Terrified by the continual rumbling of the lighting, Mattis would like to return to the house, but realizes that it is best not to. He runs instead to an out building, jamming his fingers into his ears like a terrified child. But soon finds that Jørgen is standing outside the door, demanding that he come out.

 

                  Jørgen shouted: “Do I have to come in and drag you out!

                  Out with you now, Mattis!

                      What was going on? Jørgen was almost unrecognizable.

                  Drag you out, he said, making it impossible to stay. Outside

                  the thunder was crashing so violently that Mattis’ face

                  turned pale and his legs felt limp, but he had to go out now

                  all the same—or there’d be nothing left of him. And all

                  because Jørgen stood there calling.

                        “I’m coming!” he shouted through the door.

                        He undid the hook and his eyes were almost blinded by

                  a flash of lightning as he opened the door, it seemed to get

                  right inside him—but he walked across the threshold and

                  out onto the grass. There was a crash of thunder overhead.

                  The rain had held off so far.

                        He hardly realized where he was—but there was

                  Jørgen, standing right in front of him. His eyes were half-

                  blinded, he saw Jørgen through a mist, and farther away

                  he could just make out Hege standing in the doorway. She

                  was gesticulating and waving to Jørgen, looked as though

                  she was trying to make him stop—wanted Mattis to be  

                  spared this ordeal.

                        “Here I am!” Marris announced simply, and stepped

                  forward. All feeling had gone from his legs. We walked

                  straight toward Jørgen who had stepped back a little. The

                  lightning flashed again.

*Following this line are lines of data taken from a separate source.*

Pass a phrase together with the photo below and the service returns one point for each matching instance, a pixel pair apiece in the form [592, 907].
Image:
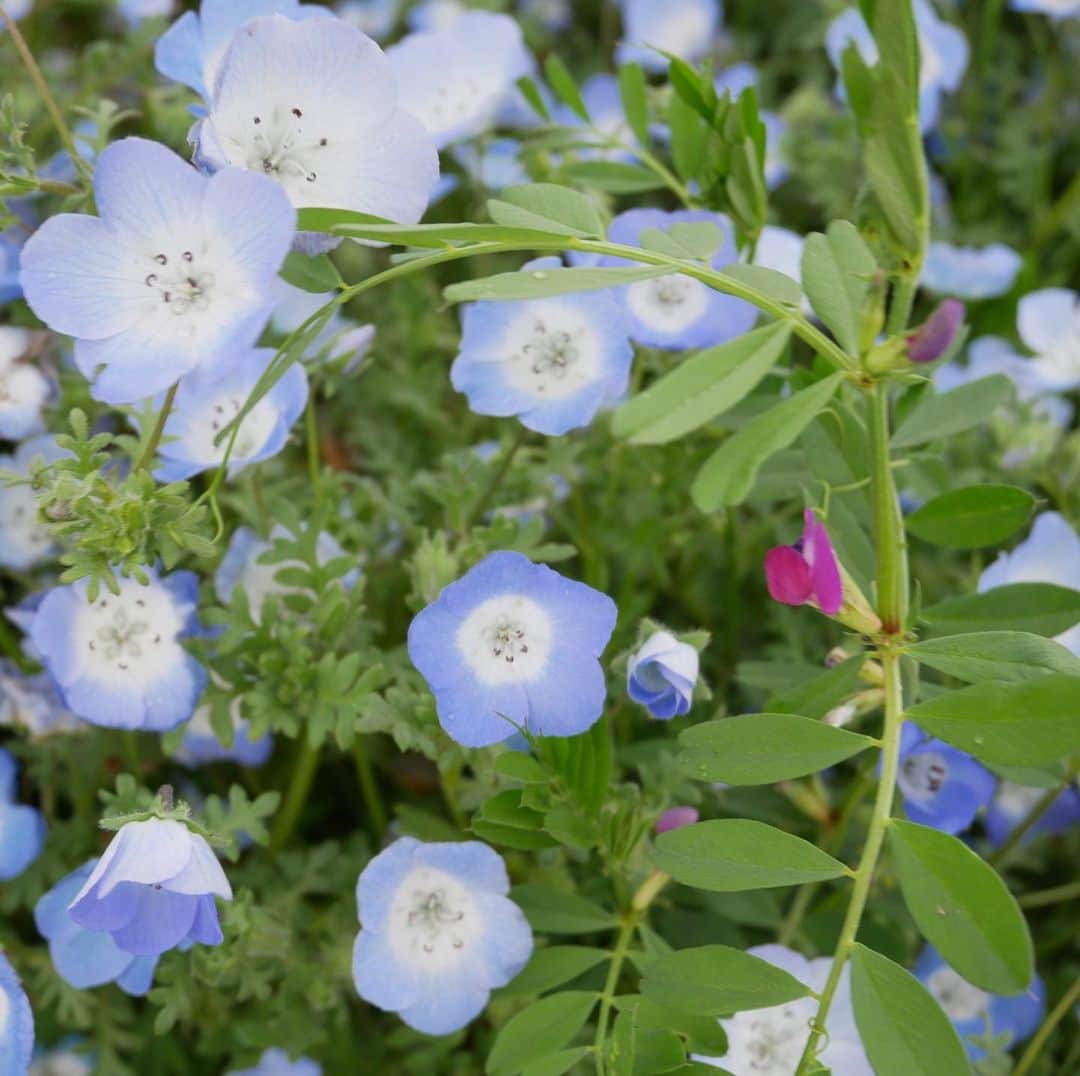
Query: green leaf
[728, 475]
[996, 656]
[761, 749]
[903, 1029]
[837, 270]
[540, 1030]
[717, 979]
[733, 855]
[962, 908]
[1029, 723]
[1042, 608]
[973, 516]
[701, 387]
[548, 207]
[944, 414]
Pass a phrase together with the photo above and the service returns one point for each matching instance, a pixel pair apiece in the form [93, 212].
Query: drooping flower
[437, 932]
[973, 1011]
[173, 277]
[82, 957]
[153, 888]
[942, 787]
[552, 362]
[770, 1041]
[119, 661]
[513, 644]
[661, 675]
[207, 402]
[314, 106]
[457, 79]
[24, 389]
[22, 828]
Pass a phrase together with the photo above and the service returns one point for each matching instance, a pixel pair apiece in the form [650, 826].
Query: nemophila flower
[314, 106]
[687, 28]
[1051, 553]
[16, 1022]
[942, 787]
[207, 402]
[770, 1041]
[119, 661]
[457, 79]
[82, 957]
[24, 389]
[513, 644]
[1013, 803]
[970, 272]
[676, 311]
[552, 362]
[973, 1011]
[22, 828]
[173, 277]
[153, 889]
[661, 675]
[437, 932]
[943, 53]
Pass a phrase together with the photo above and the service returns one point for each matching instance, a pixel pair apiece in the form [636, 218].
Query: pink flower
[807, 572]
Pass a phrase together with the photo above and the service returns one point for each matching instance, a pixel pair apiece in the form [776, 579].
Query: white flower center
[433, 920]
[505, 640]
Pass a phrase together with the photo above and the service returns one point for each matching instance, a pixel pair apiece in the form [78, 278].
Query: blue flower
[675, 311]
[973, 1011]
[1051, 553]
[1012, 804]
[510, 644]
[687, 28]
[173, 277]
[970, 272]
[153, 888]
[16, 1023]
[22, 829]
[439, 932]
[943, 51]
[552, 362]
[314, 106]
[661, 675]
[191, 50]
[207, 402]
[456, 80]
[85, 958]
[942, 787]
[119, 661]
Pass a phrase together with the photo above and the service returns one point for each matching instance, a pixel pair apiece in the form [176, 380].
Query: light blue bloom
[686, 28]
[173, 277]
[16, 1023]
[661, 675]
[676, 312]
[973, 1011]
[942, 787]
[970, 272]
[943, 49]
[457, 80]
[22, 828]
[439, 932]
[206, 403]
[85, 958]
[314, 106]
[191, 50]
[552, 362]
[510, 644]
[153, 888]
[120, 662]
[1051, 553]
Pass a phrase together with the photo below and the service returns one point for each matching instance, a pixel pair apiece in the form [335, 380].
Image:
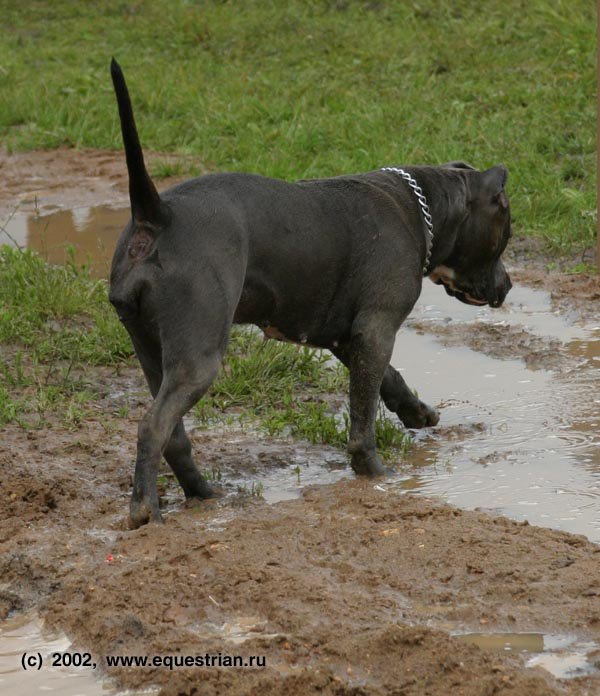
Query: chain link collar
[418, 191]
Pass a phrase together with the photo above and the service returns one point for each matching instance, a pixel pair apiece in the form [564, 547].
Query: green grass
[320, 87]
[58, 321]
[285, 389]
[298, 89]
[60, 313]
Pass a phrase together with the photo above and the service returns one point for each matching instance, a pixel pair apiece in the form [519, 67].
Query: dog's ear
[146, 205]
[494, 181]
[458, 165]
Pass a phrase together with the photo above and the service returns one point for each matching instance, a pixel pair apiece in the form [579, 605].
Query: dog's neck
[446, 191]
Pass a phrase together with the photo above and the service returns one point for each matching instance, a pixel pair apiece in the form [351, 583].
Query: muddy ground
[350, 589]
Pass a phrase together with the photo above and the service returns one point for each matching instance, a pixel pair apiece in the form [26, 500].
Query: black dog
[334, 263]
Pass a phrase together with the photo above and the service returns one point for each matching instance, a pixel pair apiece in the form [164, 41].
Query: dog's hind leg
[178, 451]
[190, 357]
[399, 399]
[178, 392]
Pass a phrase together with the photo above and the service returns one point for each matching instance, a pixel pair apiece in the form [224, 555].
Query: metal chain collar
[424, 209]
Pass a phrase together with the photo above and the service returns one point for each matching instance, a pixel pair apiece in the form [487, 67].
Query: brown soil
[351, 589]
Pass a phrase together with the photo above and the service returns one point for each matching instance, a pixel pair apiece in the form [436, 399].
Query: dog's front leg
[399, 399]
[367, 358]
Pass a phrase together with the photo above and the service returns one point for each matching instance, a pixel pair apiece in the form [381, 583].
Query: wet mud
[344, 586]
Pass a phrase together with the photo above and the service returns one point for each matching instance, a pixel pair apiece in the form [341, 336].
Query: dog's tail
[145, 201]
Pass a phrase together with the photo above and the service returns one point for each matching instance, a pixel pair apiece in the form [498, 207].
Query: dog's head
[474, 272]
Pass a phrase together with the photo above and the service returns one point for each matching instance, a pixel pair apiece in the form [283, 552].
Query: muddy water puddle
[518, 389]
[514, 438]
[86, 235]
[520, 441]
[563, 655]
[25, 634]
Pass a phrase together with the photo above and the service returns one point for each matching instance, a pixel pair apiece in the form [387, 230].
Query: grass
[306, 88]
[312, 88]
[59, 322]
[285, 389]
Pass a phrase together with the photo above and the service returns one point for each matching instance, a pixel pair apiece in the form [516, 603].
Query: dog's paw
[422, 416]
[368, 463]
[141, 512]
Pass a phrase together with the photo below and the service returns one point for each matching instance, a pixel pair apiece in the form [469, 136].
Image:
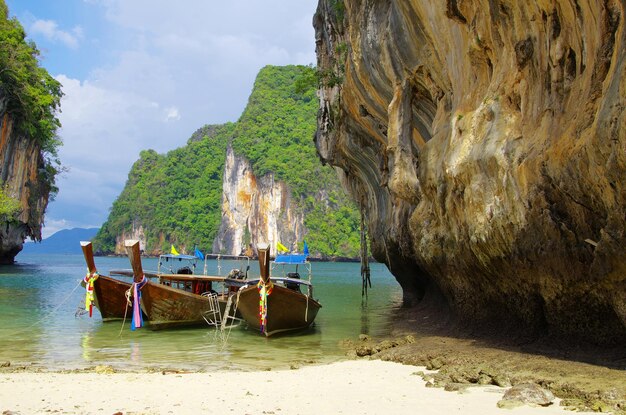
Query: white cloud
[50, 30]
[172, 114]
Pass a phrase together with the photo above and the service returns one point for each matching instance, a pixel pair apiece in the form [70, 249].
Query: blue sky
[145, 74]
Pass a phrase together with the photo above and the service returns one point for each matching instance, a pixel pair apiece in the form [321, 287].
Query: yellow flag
[281, 248]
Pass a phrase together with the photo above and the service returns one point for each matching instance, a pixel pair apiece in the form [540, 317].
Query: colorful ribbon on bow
[89, 295]
[264, 291]
[137, 321]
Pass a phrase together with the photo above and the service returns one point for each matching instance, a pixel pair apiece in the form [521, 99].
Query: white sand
[351, 387]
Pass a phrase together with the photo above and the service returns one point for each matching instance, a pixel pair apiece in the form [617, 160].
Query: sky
[146, 74]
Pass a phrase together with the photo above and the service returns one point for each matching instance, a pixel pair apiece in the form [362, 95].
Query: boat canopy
[290, 259]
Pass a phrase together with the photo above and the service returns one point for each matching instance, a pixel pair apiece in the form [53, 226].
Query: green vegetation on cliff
[176, 198]
[28, 93]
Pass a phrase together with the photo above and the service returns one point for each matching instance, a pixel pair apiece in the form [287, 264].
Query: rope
[128, 304]
[265, 290]
[137, 320]
[54, 310]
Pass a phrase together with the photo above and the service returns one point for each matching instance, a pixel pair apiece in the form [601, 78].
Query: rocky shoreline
[583, 378]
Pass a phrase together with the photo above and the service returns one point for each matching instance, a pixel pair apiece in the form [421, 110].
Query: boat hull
[287, 310]
[110, 298]
[167, 307]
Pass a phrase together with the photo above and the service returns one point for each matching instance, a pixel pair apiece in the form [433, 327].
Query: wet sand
[350, 387]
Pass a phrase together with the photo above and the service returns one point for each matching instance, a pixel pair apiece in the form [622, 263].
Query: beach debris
[104, 369]
[526, 394]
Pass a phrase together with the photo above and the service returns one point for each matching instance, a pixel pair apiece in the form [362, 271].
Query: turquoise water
[40, 295]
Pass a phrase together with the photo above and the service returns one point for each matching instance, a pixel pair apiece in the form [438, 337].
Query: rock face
[487, 142]
[254, 210]
[20, 163]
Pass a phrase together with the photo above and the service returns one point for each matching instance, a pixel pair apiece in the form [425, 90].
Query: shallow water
[40, 295]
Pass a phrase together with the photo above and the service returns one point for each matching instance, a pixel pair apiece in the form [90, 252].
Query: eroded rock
[486, 143]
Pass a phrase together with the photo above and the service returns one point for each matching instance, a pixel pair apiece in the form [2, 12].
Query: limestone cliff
[254, 210]
[487, 142]
[21, 161]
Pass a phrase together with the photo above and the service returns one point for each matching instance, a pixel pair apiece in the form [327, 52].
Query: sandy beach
[349, 387]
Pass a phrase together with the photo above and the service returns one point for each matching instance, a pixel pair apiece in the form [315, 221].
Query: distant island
[66, 241]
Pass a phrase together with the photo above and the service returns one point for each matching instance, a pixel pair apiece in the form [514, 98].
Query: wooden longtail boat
[178, 300]
[109, 294]
[276, 305]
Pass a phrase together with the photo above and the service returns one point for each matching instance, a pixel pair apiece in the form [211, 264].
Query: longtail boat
[276, 304]
[106, 293]
[180, 299]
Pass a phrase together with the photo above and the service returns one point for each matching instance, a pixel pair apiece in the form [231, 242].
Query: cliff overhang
[486, 142]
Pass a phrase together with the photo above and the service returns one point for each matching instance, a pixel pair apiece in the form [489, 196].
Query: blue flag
[199, 254]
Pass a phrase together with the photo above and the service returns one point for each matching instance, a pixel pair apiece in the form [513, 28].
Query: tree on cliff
[176, 197]
[29, 94]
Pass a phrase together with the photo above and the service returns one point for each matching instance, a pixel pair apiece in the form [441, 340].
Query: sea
[43, 323]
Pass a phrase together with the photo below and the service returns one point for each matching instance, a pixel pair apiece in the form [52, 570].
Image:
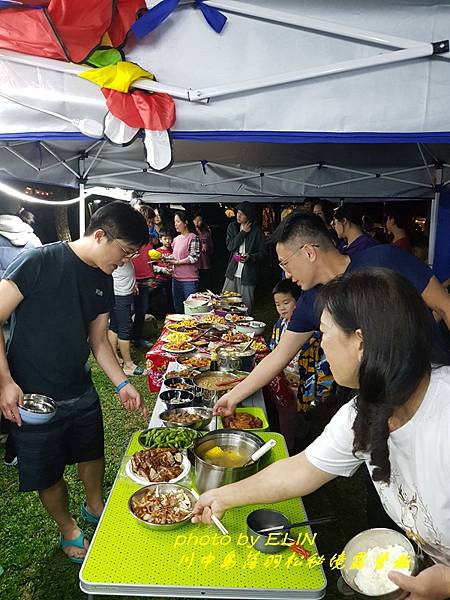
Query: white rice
[374, 581]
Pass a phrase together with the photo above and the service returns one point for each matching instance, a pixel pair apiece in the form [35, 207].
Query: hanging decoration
[118, 76]
[64, 29]
[93, 32]
[139, 110]
[159, 13]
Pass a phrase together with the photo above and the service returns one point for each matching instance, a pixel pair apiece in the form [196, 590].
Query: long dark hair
[397, 331]
[186, 218]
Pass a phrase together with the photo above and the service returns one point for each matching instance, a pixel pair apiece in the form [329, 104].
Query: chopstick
[292, 525]
[214, 519]
[235, 380]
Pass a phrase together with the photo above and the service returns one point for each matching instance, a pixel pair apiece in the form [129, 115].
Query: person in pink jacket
[185, 259]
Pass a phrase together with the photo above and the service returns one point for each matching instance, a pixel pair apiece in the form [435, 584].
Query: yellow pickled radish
[215, 452]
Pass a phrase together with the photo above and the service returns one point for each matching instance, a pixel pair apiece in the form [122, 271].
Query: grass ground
[35, 568]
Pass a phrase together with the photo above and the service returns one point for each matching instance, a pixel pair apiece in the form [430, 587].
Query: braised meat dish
[157, 464]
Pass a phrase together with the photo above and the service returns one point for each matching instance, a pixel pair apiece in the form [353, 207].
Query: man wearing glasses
[59, 297]
[308, 256]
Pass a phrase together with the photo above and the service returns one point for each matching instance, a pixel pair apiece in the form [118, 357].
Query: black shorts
[74, 435]
[120, 318]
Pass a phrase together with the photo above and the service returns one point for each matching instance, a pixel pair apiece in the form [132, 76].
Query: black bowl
[177, 398]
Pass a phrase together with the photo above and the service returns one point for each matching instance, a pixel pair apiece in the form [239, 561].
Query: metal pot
[233, 359]
[207, 396]
[208, 476]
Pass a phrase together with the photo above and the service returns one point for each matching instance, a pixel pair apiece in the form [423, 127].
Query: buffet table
[157, 359]
[194, 561]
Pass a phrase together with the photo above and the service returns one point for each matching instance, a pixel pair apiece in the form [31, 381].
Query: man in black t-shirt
[59, 297]
[309, 257]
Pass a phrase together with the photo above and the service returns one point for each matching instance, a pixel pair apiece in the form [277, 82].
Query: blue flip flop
[78, 542]
[88, 516]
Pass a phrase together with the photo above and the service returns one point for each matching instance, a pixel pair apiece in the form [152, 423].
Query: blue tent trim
[276, 137]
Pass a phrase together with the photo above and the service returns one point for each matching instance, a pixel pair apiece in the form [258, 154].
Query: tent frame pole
[314, 24]
[438, 176]
[82, 190]
[348, 66]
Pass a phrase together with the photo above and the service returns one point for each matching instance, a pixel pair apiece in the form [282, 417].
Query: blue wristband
[121, 385]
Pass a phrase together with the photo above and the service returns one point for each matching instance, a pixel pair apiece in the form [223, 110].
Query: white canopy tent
[293, 98]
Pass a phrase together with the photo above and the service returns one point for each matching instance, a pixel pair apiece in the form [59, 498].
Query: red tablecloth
[158, 359]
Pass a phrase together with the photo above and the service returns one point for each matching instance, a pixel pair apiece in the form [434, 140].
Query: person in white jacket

                       “What is it you want, Jørgen?”

 

     In this short passage, we can see how the author uses basically simply words, repetitions, and nature itself to show a tumultuous change in Mattis’ world, the intrusion of a man who, at moments, treats him even more than Hege, as a child.

     Much of the fiction centers on Mattis’ attempts to behave as a normal adult, although he fails again and again. Now we realize that Mattis will be infantilized even further by the relationship between his sister and the stranger.

     He has no choice, he perceives but to disappear, and purposely scuttles his small boat, a few days later, in the lake, drowning with a cry, Vesaas tells us, like that of a strange bird. The simpleton’s life, so the author shows us, is actually quite profound.

 

Los Angeles, July 1, 2016

Reprinted from Rain Taxi (Vol. 21, no. 4, Winter 2016).